Of course we don't want consumers (mis)using this field, we can either mark it as `@internal` or we could explore creating a separate "internal SOC" interface that is only meant to be used by the SOC wrappers.


# 6. Adoption strategy

Adoption for net-new features is hopefully straightforward. Like most saved object features, the saved objects service will transparently handle all authorization and auditing of these objects, so long as they are properly registered.

Adoption for existing features (public saved object types) is not addressed in this first phase.

# 7. How we teach this

Updates to the saved object service's documentation to describe the different `accessClassification`s would be required. Like other saved object security controls, we want to ensure that engineers understand that this only "works" when the security wrapper is applied. Creating a bespoke instance of the saved objects client, or using the raw repository will intentionally bypass these authorization checks.

# 8. Unresolved questions

## 8.1 `accessControl.owner`

The `accessControl.owner` property will uniquely identify the owner of each `private` saved object. We are still iterating with the Elasticsearch security team on what this value will ultimately look like. It is highly likely that this will not be a human-readable piece of text, but rather a GUID-style identifier.

## 8.2 Authorization for private objects

This has been [resolved](#92-authorization-for-private-objects).

The user identified by `accessControl.owner` will be authorized for all operations against that instance, provided they pass the existing type/space/action authorization checks.

In addition to the object owner, we also need to allow administrators to manage these saved objects. This is beneficial if they need to perform a bulk import/export of private objects, or if they wish to remove private objects from users that no longer exist.
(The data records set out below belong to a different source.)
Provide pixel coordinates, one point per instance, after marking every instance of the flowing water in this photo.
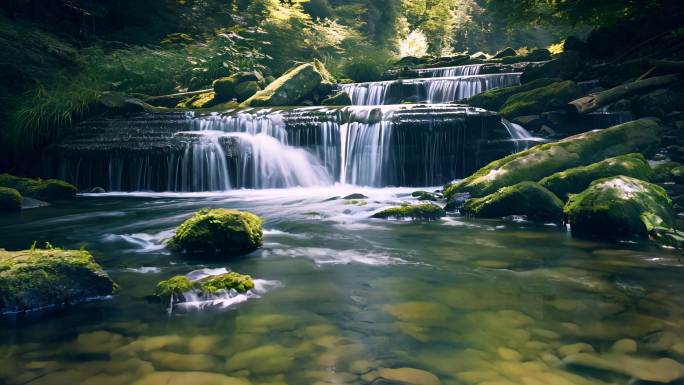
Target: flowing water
(341, 296)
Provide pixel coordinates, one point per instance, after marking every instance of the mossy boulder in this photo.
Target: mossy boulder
(43, 189)
(218, 231)
(10, 199)
(424, 211)
(525, 198)
(546, 159)
(564, 66)
(495, 98)
(549, 97)
(176, 288)
(577, 179)
(40, 278)
(288, 89)
(619, 207)
(339, 99)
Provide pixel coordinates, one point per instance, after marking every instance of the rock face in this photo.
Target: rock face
(49, 189)
(618, 207)
(577, 179)
(10, 199)
(212, 231)
(550, 97)
(34, 279)
(546, 159)
(425, 211)
(525, 198)
(288, 89)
The open question is: **who counts as an administrator?**

We have historically used the `Saved Objects Management` feature for these administrative tasks. This feature grants access to all saved objects, even if you're not authorized to access the "owning" application. Do we consider this privilege sufficient to see and potentially manipulate private saved objects?

## 8.3 Behavior when security is disabled

This has been [resolved](#93-behavior-when-security-is-disabled).

When security is disabled, should `private` saved objects still be accessible via the Saved Objects Client?


# 9. Resolved Questions

## 9.2 Authorization for private objects

Users with the `Saved Objects Management` privilege will be authorized to access private saved objects belonging to other users.
Additionally, we will introduce a sub-feature privilege which will allow administrators to control which of their users with `Saved Objects Management` access are authorized to access these private objects.

## 9.3 Behavior when security is disabled

When security is disabled, `private` objects will still be accessible via the Saved Objects Client.